No pressure on blue-and-white in Spain

Facing global powerhouse in Gijon, Israel hopes for respectable showing in World Cup qualifier.

March 24, 2017 00:01
3 minute read.
Lior Refaelov

Lior Refaelov (left) is the favorite to be handed the final available attacking role for tonight’s 2018 World Cup qualifier in Spain, while forward Tal Ben-Haim (right) is all but guaranteed to be in the starting lineup for coach Elisha Levy’s team.. (photo credit: ADI AVISHAI)

Knowing anything but a heavy defeat would be regarded as a surprise, Israel’s national team is in a relaxed mood entering Friday’s 2018 World Cup qualifier against Spain in Gijon.

Israel is just a single point behind Spain and Italy in Group G, picking up nine of a possible 12 points from four matches to date, beating Macedonia, Liechtenstein and Albania, while losing to Italy.

But with only the winners of each group to qualify automatically for Russia 2018, while the eight best runners-up will advance to home-and-away playoffs, the blue-and-white is realistically targeting third place behind the winners of two of the last three World Cup tournaments.

Israel is well placed to do that and improve its seeding ahead of Euro 2020 qualification, with Albania and Macedonia still to visit the Holy Land.

Israel had been far from impressive in its campaign until winning in Albania in its most recent qualifier back in November. It barely beat one of European soccer’s minnows in Liechtenstein, while requiring a 95th-minute penalty save from goalkeeper Dudu Goresh to defeat Macedonia.

But the victory over Albania has given the national team some breathing space, meaning it is under no pressure in Gijon, even with anti-Israel protests planned before and during the match.

Last year, the Gijon city council passed an extreme anti-Israel resolution declaring itself “a space free of Israeli apartheid.”

The Gijon town hall was forced to cancel its year-long boycott against Israel due to the combined political and legal pressure of local civic groups, but the BDS campaigners nevertheless plan to be out in force outside the El Molinon Stadium.

Israel coach Elisha Levy insisted his players will not be affected by everything going on off the pitch, especially as they managed to beat Albania after the venue of the game was changed at the last moment due to the uncovering of a terror plot.

Levy is far more concerned with finding a way to slow down the Spain attack, which has scored 15 goals in its first four qualifiers, including eight against Liechtenstein and four against Macedonia.

“There is nothing wrong with focusing on defending,” said Levy. “All of our players will be committed to defending, but we will do everything to make sure we also have some possession and not allow Spain to dominate.

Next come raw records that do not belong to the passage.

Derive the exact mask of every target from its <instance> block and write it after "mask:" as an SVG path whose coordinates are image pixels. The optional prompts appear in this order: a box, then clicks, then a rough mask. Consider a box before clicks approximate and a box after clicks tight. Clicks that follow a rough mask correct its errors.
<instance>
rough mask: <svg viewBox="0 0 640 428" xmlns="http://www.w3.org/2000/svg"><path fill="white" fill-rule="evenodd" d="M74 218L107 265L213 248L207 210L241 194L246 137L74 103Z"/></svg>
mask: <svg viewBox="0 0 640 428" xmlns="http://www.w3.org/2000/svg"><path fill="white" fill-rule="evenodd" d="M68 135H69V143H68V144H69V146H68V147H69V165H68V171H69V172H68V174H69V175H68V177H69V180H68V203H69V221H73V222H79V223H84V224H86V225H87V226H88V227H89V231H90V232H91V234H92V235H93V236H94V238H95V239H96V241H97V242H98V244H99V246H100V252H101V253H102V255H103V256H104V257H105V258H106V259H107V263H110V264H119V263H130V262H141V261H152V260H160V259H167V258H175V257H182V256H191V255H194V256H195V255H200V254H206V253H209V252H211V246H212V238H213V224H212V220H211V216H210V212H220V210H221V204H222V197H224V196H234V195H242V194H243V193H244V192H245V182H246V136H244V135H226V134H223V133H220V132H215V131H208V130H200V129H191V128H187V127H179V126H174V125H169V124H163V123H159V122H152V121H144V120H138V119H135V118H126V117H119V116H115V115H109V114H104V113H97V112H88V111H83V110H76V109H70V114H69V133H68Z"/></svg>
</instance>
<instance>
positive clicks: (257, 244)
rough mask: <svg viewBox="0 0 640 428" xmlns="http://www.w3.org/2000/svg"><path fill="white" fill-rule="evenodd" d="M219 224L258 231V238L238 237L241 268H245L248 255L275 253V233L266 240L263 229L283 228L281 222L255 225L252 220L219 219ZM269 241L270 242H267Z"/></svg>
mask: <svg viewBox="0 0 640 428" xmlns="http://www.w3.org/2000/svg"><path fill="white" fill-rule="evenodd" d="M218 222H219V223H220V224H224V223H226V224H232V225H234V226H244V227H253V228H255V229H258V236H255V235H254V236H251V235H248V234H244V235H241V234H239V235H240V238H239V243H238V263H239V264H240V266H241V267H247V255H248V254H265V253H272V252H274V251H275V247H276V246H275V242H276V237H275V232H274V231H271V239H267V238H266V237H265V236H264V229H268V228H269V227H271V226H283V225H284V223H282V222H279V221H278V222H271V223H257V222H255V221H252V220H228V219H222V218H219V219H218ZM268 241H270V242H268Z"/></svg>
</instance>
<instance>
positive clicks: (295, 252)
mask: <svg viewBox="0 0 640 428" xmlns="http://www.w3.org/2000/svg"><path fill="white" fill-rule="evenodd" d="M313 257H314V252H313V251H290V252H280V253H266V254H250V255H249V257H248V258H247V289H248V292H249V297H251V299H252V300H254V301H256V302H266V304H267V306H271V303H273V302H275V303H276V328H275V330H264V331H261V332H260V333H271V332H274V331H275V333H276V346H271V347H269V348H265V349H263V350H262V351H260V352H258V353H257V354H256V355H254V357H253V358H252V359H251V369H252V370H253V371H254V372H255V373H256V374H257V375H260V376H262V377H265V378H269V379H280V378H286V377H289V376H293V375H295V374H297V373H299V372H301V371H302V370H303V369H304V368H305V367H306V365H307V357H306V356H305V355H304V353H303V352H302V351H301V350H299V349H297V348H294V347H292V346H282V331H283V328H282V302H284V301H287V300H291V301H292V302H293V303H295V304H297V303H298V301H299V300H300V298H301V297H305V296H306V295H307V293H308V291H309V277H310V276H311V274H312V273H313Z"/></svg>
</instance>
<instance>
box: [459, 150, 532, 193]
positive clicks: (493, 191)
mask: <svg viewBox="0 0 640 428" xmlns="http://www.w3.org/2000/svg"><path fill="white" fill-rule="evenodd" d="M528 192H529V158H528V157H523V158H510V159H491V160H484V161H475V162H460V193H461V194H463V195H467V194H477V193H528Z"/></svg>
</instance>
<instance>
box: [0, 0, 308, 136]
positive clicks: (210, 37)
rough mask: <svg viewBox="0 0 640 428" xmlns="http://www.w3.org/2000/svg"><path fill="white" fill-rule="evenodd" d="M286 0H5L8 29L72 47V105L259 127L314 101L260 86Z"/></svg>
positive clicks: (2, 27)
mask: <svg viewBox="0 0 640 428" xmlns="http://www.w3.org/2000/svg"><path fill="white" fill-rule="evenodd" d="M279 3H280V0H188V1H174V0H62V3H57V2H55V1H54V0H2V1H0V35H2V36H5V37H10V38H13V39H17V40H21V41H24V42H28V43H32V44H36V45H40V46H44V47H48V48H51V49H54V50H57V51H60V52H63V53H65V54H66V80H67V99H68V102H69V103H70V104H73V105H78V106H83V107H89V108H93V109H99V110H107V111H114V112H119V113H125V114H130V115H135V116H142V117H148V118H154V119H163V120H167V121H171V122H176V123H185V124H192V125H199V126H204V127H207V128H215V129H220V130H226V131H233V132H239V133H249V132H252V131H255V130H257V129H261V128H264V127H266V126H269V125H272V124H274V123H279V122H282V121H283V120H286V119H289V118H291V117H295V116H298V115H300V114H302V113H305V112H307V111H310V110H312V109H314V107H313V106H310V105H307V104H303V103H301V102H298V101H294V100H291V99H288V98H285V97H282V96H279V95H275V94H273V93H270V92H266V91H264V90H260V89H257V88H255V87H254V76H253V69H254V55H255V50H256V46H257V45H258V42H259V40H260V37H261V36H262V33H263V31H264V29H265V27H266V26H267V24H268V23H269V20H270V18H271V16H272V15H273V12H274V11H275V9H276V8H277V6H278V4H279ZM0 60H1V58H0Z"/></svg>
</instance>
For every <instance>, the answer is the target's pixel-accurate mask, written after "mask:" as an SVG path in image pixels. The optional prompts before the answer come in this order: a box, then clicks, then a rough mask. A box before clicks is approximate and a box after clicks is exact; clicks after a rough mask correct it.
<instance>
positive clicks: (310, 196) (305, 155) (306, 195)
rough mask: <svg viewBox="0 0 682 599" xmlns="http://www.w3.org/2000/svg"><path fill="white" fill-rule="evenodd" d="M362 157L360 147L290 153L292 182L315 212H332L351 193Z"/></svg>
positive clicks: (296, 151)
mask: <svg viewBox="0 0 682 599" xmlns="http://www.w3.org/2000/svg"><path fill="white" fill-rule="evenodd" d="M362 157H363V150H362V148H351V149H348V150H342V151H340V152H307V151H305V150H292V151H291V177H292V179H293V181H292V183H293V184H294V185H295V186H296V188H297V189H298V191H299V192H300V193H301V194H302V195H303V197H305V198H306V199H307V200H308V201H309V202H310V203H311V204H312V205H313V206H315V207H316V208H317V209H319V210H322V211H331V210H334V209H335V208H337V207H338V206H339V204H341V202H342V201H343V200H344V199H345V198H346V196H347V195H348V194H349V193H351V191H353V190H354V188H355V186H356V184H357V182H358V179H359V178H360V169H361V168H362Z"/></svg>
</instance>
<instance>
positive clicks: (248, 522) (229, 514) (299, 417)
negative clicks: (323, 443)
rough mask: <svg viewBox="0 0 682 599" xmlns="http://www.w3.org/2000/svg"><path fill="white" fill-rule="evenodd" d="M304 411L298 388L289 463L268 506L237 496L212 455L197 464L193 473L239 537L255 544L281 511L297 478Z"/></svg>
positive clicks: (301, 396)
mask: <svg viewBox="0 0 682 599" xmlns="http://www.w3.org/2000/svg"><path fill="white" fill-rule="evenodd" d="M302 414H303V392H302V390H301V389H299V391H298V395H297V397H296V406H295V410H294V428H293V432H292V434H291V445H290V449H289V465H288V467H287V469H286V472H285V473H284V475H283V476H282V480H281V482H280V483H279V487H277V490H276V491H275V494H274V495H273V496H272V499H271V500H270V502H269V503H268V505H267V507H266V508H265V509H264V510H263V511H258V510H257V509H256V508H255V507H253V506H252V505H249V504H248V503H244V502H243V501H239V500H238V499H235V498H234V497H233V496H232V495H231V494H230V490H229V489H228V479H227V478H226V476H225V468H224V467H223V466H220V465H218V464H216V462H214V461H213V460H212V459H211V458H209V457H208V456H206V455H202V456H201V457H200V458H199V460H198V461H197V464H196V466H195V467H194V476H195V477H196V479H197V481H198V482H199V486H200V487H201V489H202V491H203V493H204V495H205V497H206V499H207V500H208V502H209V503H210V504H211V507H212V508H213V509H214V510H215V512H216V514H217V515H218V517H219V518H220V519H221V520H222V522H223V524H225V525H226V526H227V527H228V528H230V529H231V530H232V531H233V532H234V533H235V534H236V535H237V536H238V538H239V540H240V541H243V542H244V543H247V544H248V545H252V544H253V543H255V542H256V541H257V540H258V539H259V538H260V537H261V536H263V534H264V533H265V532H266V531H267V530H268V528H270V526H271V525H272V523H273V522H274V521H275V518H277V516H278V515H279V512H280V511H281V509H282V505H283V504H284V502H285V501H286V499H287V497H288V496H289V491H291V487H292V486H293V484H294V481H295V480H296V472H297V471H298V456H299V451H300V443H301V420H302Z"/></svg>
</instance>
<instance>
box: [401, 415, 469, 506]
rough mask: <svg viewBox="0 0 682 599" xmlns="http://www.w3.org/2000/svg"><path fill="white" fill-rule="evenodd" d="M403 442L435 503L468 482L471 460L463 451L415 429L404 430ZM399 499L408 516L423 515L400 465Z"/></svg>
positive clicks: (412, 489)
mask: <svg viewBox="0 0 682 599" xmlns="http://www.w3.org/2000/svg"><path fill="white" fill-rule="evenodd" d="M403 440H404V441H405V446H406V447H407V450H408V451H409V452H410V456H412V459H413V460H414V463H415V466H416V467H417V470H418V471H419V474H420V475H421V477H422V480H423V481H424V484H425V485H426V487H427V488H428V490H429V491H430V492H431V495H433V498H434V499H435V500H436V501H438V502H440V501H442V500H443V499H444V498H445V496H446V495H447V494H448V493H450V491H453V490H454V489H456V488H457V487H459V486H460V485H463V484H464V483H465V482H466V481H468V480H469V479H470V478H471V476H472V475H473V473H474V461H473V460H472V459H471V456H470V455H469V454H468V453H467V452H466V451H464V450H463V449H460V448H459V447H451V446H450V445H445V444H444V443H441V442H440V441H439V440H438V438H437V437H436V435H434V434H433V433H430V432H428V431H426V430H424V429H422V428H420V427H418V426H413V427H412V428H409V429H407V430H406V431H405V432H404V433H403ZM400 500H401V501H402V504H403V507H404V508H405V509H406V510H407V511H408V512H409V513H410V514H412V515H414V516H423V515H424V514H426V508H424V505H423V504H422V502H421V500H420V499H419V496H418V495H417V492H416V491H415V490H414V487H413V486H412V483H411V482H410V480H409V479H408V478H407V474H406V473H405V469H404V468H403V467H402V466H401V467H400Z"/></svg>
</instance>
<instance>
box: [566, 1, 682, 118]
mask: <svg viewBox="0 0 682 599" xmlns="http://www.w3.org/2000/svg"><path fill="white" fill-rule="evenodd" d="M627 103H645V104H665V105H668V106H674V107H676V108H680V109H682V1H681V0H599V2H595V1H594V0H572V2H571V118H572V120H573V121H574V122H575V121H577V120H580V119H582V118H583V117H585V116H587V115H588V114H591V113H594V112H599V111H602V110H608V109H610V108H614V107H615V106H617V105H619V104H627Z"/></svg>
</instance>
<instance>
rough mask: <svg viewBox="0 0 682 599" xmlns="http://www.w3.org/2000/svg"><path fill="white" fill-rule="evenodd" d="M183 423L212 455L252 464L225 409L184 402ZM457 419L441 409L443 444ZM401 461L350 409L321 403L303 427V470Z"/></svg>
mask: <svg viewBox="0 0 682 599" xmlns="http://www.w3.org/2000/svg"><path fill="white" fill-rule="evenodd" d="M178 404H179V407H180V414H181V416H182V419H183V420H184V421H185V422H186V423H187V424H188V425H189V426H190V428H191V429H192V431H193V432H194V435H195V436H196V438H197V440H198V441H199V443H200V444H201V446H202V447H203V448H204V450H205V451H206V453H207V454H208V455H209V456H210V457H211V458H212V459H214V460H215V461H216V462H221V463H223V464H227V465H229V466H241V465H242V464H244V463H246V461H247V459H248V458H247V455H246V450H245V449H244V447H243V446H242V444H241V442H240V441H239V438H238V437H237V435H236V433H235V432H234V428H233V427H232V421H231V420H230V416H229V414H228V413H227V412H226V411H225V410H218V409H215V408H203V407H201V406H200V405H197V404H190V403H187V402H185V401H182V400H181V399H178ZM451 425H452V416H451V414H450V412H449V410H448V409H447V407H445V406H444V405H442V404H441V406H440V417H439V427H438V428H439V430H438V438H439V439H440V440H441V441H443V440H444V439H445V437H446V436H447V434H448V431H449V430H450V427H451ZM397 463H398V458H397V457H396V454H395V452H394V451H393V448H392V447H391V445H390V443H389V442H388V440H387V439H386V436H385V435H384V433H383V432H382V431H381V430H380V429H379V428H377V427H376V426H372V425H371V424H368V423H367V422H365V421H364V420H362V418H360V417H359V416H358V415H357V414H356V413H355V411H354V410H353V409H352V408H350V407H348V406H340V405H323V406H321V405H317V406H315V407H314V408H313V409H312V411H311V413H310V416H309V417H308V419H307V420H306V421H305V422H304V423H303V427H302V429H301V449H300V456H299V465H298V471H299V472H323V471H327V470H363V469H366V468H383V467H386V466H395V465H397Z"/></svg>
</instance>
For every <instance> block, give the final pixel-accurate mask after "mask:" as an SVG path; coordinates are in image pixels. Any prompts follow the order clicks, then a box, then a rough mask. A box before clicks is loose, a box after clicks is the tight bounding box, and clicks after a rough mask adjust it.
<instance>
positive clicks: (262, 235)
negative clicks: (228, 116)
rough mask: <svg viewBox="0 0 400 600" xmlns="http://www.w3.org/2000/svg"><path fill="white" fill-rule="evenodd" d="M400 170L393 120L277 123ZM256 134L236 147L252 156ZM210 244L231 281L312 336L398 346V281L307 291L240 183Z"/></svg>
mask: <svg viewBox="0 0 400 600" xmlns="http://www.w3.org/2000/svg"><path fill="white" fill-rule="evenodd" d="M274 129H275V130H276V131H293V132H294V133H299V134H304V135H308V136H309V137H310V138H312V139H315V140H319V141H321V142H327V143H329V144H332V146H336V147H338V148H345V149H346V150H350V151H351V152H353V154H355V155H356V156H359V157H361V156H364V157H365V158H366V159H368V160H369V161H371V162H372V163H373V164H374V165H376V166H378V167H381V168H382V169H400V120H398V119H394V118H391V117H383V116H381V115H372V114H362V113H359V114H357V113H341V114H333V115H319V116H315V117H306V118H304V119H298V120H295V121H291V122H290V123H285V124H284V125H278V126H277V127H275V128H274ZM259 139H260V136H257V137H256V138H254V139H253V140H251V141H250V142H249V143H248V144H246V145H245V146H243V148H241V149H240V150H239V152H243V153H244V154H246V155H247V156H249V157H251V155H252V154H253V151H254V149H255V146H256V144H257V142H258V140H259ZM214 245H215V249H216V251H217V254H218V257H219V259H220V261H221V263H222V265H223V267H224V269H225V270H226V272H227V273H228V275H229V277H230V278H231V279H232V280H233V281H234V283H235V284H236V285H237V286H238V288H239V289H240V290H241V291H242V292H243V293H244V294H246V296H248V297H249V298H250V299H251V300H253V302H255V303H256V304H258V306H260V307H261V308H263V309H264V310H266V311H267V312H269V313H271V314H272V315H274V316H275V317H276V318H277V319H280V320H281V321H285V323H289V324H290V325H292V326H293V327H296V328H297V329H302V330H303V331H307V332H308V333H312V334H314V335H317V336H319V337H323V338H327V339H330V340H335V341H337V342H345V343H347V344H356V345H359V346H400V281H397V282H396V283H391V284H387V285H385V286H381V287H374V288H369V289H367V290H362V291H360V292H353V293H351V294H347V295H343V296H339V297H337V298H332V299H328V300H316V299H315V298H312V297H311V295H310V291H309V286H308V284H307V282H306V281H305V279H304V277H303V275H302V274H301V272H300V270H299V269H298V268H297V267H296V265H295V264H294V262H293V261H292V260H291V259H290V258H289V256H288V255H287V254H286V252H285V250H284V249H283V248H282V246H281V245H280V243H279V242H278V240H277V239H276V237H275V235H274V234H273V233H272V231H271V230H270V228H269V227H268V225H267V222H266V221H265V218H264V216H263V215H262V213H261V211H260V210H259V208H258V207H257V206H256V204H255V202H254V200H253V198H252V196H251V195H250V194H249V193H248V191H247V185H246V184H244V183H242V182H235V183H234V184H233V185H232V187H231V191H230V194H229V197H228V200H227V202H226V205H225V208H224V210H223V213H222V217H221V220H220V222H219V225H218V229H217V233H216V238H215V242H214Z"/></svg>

We need to play with the right attitude and not capitulate under Spain’s pressure. We have started our campaign well and we want to keep it alive.”

With goalkeeper Dudu Goresh, who started in the team’s first four qualifiers, being suspend-ed, Levy announced on Thursday that Ofir Marciano will replace him in goal.

The back-four of Eli Dasa, Shir Tzedek, Eitan Tibi and Rami Gershon is set to start again, with Almog Cohen and Bibras Natcho to play in the center of the field.

Eran Zahavi is expected to be the team’s lone striker, with forward Tal Ben-Haim likely to start on the flank, leaving Levy with two remaining dilemmas.

Dan Einbinder, Sheran Yeini and Nir Bitton are fighting for the place alongside Cohen and Natcho in the midfield, while Lior Refaelov, Ben Sahar and Itay Shechter are all in contention for the remaining attacking role on the flank.

“Our main focus is to get points against Israel. We need to convey the importance of this game,” said Spain coach Julen Lopetegui, who has all his big guns at his disposal.

“They have good players and they are a competitive team. We know how difficult they are, we have to perform well. We absolutely respect Israel and I’m sure that they are also going to be respected by the city of Gijon.”